Physiological Reports | 2018
Blair D. Johnson; Morgan C. O'Leary; Muhamed McBryde; James R. Sackett; Zachary J. Schlader; John J. Leddy
We tested the hypothesis that concussed college athletes (CA) have attenuated parasympathetic and sympathetic responses to face cooling (FC). Eleven symptomatic CA (age: 20 ± 2 years, 5 women) who were within 10 days of concussion diagnosis and 10 healthy controls (HC; age: 24 ± 4 years, 5 women) participated. During FC, a plastic bag filled with ice water (~0°C) was placed on the forehead, eyes, and cheeks for 3 min.

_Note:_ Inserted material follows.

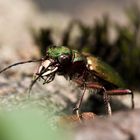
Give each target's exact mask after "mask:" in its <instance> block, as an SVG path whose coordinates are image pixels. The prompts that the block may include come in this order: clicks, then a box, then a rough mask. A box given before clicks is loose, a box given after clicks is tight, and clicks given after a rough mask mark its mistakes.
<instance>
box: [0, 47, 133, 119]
mask: <svg viewBox="0 0 140 140" xmlns="http://www.w3.org/2000/svg"><path fill="white" fill-rule="evenodd" d="M30 62H40V65H39V66H38V69H37V72H36V73H34V80H33V81H32V83H31V85H30V88H29V89H30V90H31V88H32V86H33V85H34V83H35V82H36V81H37V80H38V79H39V78H42V79H43V80H44V82H43V84H47V83H50V82H52V81H53V80H54V78H55V75H56V74H58V75H62V76H64V77H65V78H66V79H69V80H72V81H74V82H75V83H77V84H78V86H80V87H82V89H83V93H82V94H81V96H80V98H79V100H78V102H77V104H76V106H75V108H74V111H75V112H76V114H77V116H78V117H79V109H80V107H81V103H82V100H83V96H84V94H85V91H86V89H96V90H97V93H98V94H99V95H102V96H103V99H104V103H105V108H106V111H107V113H108V115H111V114H112V111H111V106H110V103H109V97H108V96H111V95H127V94H129V95H131V102H132V109H134V94H133V92H132V91H131V90H129V89H124V87H125V84H124V82H123V80H122V79H121V78H120V76H119V75H118V73H117V72H116V71H115V70H114V69H113V68H112V67H110V66H109V65H108V64H106V63H104V62H103V61H101V60H100V59H99V58H97V57H94V56H91V55H90V54H87V53H83V54H81V53H79V52H78V51H77V50H72V49H70V48H67V47H65V46H52V47H50V48H49V49H48V50H47V52H46V56H45V57H44V58H42V59H39V60H33V61H25V62H19V63H15V64H13V65H10V66H8V67H6V68H4V69H3V70H1V71H0V73H1V72H3V71H5V70H7V69H9V68H11V67H12V66H16V65H19V64H24V63H30Z"/></svg>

Heart rate (ECG) and blood pressure (photoplethysmography) were averaged at baseline and every 60 sec during FC. High‐frequency (HF) power was obtained from spectral analysis of the R‐R interval. Data are presented as a change from baseline. Baseline heart rate (HC: 61 ± 12, CA: 57 ± 12 bpm; P = 0.69), mean arterial pressure (MAP) (HC: 94 ± 10, CA: 96 ± 13 mmHg; P = 0.74), and HF (HC: 2294 ± 2314, CA: 2459 ± 2058 msec2; P = 0.86) were not different between groups. Heart rate in HC decreased at 2 min (−7 ± 11 bpm; P = 0.02) but did not change in CA (P > 0.43). MAP increased at 1 min (HC: 12 ± 6, CA: 6 ± 6 mmHg), 2 min (HC: 21 ± 7, CA: 11 ± 7 mmHg), and 3 min (HC: 20 ± 6, CA: 13 ± 7 mmHg) in both groups (P < 0.01 for all) but the increase was greater at each interval in HC (P < 0.02). HF increased at 1 min (12354 ± 11489 msec2; P < 0.01) and 2 min (5832 ± 8002 msec2; P = 0.02) in HC but did not change in CA (P > 0.58). The increase in HF at 1 min was greater in HC versus CA (P < 0.01). These data indicate that symptomatic concussed patients have impaired cardiac parasympathetic and sympathetic activation.